In Maine, cannabis to treat cocaine and heroin addiction
The state of Maine could become the first U.S. state to prescribe medical marijuana to treat cocaine and heroin addicts. Addiction to hard drugs could thus become one of the reasons for obtaining a prescription for medical cannabis.
About 30 doctors and patients are urging authorities to treat drug addicts with marijuana: cannabis use would satisfy their cravings without causing the side effects of antidepressants and other substitution therapies.
For now, this request exists only as a petition. The Department of Health has six months to rule on the matter. Julia Dawson, owner of a medical marijuana dispensary and the petition’s initiator, explains that marijuana will not curb the desire for drugs but will alleviate withdrawal symptoms such as nausea, diarrhea, insomnia, anxiety, and muscle spasms.
However, this petition is facing strong opposition from some doctors, who point to the lack of conclusive scientific evidence supporting this cannabis-based therapy.

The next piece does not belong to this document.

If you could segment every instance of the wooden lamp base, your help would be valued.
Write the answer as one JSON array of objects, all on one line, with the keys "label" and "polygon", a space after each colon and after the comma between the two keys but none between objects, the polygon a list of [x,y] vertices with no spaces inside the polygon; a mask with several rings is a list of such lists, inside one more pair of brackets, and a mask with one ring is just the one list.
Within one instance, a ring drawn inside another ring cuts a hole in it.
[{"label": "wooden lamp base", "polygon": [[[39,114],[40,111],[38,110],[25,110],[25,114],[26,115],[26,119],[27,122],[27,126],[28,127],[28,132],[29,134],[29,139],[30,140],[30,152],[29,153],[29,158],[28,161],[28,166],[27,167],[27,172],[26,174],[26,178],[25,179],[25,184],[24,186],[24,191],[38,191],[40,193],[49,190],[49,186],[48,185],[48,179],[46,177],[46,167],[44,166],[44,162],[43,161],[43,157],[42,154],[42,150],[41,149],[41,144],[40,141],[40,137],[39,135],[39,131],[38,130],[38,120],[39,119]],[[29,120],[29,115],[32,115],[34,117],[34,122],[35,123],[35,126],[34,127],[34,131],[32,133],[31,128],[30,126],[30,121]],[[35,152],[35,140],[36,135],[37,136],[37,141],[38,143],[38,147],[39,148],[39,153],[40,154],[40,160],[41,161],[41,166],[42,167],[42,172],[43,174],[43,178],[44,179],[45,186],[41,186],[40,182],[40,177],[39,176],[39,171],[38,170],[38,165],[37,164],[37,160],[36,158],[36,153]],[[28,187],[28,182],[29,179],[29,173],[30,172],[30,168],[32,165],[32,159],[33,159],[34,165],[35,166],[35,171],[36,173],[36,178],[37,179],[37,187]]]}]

In fact, according to Leah Bauer, head of the psychiatry department at Brunswick Hospital, says the petition encourages drug users to use an additional drug that could create an explosive combination. She even goes so far as to say, «Using cannabis could add fuel to the fire.» People who use opioids are prone to addiction; introducing a new drug would only serve to replace one addiction with another—or even compound it.

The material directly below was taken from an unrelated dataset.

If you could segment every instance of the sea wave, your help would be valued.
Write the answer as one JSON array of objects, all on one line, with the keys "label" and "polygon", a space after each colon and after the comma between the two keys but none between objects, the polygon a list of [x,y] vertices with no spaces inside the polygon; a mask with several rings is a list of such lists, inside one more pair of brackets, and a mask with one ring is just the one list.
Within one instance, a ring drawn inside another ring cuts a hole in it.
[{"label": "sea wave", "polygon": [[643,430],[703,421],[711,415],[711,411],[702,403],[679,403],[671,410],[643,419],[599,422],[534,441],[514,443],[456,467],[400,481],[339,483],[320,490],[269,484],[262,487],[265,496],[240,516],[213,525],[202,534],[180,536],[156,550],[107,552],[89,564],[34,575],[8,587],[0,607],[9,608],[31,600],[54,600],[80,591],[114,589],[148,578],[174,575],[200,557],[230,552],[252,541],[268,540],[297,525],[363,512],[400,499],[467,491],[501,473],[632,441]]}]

That said, there are also no studies examining the effects of marijuana on people prone to addiction. Dr. Dustin Sulak, a signatory to the petition, says medical cannabis is the ideal treatment: «In our line of work, we see one person a day—sometimes more—who have replaced hard drugs with cannabis. They say their lives have changed.» Like rapper and former cocaine addict Kid Cudi, thousands have overcome addiction through cannabis. Maine is facing a heroin epidemic affecting nearly 350,000 people—one in four residents—, 272 people died of drug overdoses in this state in 2015.
In Switzerland, the government distributes small doses of cannabis to treat its citizens addicted to heroin, and in Portugal, the number of overdoses has dropped since the decriminalization of drugs in 2001. In France, we have proof of the positive effects of this treatment!! on mouse.